Their reasons for going on the trip, he wrote in the book, were twofold: "to collect and bring back alive some of the fascinating animals, birds, and reptiles that inhabit the region", and secondly, for both men to realise a long cherished dream to see Africa.

Its combination of comic exaggeration and environmental accuracy, portrayed in Durrell's light, clever prose, made it a great success. It launched Durrell's career as a writer of both non-fiction and fiction, which in turn financed his work as a zookeeper and conservationist.

The Bafut Beagles and A Zoo in My Luggage are sequels of sorts, telling of his later returns to the region.

== History ==

Durrell had married Jacqueline Sonia Wolfenden (Jacquie Durrell), 21, a music student, on 26 February 1951. She knew that he could keep a company spellbound with his talk, and wondered why he could not present stories of his animal collecting to a wider audience.
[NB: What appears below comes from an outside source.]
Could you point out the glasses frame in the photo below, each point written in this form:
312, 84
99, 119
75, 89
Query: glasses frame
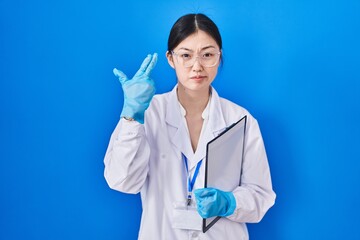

Durrell, having criticized a BBC radio talk about life in West Africa, sent in a fifteen-minute radio script about his trials attempting to catch a hairy frog in the Cameroons. It was his first piece of professional writing.

The BBC accepted the script, which he read, live, on the BBC Home Service the morning of Sunday 9 December 1951. The Overloaded Ark appeared in 1953.